- Araceli Ordoñez Cordero
Las cinco de la mañana y el reloj no suena. Qué cabe más en la cabeza que un buen vaso de leche, a punto de soltar el llanto por la desesperación; no pudo dormir, no pudo cerrar los ojos, cuatro días, cuatro días que no la ve, y ella seguro en los brazos de quién sabe quién, el portero, su cuate, el jardinero, su cuate, el tortillero, su cuate, estoy hasta la madre de escuchar eso: “es mi cuate, es mi cuate…”.
Entrada las dos de la tarde, ya la tenía en su casa el Caviloso –le decían a ese chico, no mal parecido, pero ahora un poco delgado, otrora cuerpo escultural–. Se dice que ninguna chica le soltaba el brazo, siempre rodeado de faldas; hoy, sus pasos se cansan de seguirlo.
Ya dentro, la mira de reojo, un servilismo que ella disfruta tanto, con una sonrisa entre cortada y austera que le regala, y el Caviloso siente cómo un bulto se ensancha. Da un paso delante de ella y regresa, no se decide. La ve de espaldas frente a la estufa, mira el cuchillo con que rebana los plátanos, una erección lo alcanza sin poder retenerla. Se acerca y con palabras apenas perceptibles la toma de la cintura, se pega a ella, que sin dejar de cortar y poner en la sartén los ángulos de plátano, se cotonea. La lengua del Caviloso se retuerce de un lado a otro mientras las manos se adelantan, los botones ceden fácilmente, una suavidad encalla en sus manos, el calor del fuego llega al pecho de ella que con voz pujante dice: “Detente, no lo hagas…”. Caso omiso. Él la desnuda, comprende que si la obliga de manera brutal no logrará su objetivo, además de que estaba disfrutando ese momento ya casi olvidado… Con ese deseo sostiene en sus labios lo pezones duros como punzones. Su lengua se erecta tanto que la mete en las orejas de ella, quien dándose vuelta adentra la lengua en su boca.
Ese jugueteo de víboras dura un instante. El Caviloso se tensa, olvidó tomar el medicamento que lo contenía de aquella brutalidad que lo hizo alejarse de la vida que llevaba en sus recuerdos, que ya no serán más; de esos días gloriosos de trofeos continuos. “¿Cómo pude perder mi identidad?”, se dijo en ese momento, mientras con sus brazos sostiene en la pared ese cuerpo semidesnudo, un cuerpo que se entrega a esa tierna fuerza, un cuerpo delgado y bien formado, pequeño, la mezcla ideal entre lo poco y lo mucho de una perfección casi nula.

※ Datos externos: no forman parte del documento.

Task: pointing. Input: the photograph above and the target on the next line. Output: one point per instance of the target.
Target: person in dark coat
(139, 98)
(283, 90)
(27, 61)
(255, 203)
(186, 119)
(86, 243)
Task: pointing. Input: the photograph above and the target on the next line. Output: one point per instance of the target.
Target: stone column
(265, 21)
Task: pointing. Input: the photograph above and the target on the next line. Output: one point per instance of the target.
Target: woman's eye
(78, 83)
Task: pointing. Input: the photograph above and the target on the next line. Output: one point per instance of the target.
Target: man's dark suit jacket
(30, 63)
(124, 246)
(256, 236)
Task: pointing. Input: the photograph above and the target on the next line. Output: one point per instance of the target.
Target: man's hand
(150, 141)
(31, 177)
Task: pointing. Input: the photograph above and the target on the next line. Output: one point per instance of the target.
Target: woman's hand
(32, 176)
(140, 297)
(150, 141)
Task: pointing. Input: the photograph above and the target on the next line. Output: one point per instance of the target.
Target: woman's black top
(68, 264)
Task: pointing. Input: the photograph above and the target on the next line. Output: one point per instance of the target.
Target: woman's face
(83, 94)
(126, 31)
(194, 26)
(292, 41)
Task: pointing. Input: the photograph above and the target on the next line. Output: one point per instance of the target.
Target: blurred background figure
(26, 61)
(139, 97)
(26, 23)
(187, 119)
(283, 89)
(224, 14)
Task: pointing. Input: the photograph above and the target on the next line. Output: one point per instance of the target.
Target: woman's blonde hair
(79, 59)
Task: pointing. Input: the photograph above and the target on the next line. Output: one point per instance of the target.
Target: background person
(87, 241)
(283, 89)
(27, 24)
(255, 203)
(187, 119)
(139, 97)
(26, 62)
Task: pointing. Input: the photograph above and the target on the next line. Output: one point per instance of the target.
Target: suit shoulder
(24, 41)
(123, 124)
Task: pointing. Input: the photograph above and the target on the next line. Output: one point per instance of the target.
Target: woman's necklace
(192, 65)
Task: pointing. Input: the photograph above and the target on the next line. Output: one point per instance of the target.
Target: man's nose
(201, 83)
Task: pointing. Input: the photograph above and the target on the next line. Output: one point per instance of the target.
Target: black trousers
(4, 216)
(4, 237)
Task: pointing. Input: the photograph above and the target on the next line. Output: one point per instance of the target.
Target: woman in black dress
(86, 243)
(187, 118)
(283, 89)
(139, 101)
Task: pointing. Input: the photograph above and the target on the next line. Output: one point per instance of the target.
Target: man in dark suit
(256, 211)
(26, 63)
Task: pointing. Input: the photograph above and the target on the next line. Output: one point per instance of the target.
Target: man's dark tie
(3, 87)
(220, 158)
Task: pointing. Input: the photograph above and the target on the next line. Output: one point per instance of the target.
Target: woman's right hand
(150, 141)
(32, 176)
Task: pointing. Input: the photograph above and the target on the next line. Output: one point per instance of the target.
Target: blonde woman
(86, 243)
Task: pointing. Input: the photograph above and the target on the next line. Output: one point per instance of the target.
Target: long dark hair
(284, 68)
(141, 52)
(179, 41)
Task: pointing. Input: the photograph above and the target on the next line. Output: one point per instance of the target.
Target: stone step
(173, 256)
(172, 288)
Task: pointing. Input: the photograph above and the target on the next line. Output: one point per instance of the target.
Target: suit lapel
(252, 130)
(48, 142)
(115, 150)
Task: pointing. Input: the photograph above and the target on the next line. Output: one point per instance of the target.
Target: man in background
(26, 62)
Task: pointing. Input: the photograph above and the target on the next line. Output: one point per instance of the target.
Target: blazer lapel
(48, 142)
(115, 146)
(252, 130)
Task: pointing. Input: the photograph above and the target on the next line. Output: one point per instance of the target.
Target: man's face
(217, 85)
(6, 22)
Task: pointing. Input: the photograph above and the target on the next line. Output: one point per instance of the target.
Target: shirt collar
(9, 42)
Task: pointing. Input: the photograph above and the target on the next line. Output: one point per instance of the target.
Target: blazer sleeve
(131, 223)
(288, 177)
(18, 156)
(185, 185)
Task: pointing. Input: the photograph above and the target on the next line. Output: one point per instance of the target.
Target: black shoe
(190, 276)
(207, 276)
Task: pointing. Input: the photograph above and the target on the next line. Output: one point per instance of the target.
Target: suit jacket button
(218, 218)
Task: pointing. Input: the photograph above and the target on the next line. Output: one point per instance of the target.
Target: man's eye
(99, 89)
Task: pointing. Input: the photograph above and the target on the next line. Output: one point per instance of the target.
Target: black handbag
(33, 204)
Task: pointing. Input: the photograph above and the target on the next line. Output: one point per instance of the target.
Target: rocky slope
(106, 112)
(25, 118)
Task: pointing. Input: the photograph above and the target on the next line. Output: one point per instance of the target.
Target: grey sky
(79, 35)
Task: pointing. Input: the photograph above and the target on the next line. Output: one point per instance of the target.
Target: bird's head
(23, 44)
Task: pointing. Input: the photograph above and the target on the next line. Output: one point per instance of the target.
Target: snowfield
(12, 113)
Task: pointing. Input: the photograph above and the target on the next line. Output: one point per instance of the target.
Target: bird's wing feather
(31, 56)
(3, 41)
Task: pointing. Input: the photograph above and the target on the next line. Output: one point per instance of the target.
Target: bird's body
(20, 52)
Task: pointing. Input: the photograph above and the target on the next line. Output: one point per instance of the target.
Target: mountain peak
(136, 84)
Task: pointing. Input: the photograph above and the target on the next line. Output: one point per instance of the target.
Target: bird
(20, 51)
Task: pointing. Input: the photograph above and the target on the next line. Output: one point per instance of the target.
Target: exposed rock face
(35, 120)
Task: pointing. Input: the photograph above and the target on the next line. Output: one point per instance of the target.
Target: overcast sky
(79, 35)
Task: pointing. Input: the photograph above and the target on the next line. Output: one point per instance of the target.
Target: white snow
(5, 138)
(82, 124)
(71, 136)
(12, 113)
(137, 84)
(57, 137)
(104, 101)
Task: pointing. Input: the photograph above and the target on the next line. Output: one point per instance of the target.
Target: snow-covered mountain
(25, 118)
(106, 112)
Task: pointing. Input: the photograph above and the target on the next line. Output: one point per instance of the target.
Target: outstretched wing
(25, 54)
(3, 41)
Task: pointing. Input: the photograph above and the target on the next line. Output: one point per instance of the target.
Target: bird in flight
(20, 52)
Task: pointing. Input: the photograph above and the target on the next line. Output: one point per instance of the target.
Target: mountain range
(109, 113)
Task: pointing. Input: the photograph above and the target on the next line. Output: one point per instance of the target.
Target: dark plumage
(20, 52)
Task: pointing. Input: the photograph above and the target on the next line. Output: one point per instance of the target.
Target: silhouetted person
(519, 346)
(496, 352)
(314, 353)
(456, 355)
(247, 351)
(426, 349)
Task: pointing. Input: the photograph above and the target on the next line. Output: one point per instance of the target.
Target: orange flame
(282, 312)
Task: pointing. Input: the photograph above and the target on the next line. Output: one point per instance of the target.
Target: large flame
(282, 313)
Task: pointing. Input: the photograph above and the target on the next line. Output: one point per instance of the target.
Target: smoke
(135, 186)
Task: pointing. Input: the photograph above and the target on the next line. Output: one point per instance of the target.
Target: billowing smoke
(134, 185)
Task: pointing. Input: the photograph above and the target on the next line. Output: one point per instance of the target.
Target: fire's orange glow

La observa, mientras sus sexos se rozan dejando sentir la humedad. La toma como a una res, la pone sobre la estufa que quema los plátanos; un grito, que él ahoga con un beso mordiendo la lengua de ella, que como gusano se cotonea abriendo los ojos de una manera que él dibuja en esta pared cada noche que de nuevo no puede dormir, cuando siente el tolete que se adentra a su ojete; cuando el guardia de media noche lo llama, para una limpieza del falo; cuando los cuates del jefe son lavados por su lengua; cuando sus ojos se abren al dejar entrar uno, dos, tres, cuatro miembros erectos como aquellos pezones que parecían derramar leche.
Una vez fue suficiente, ese goce que instauró en ella, repitiéndose. Hoy será todo, hoy se-rá–to-do.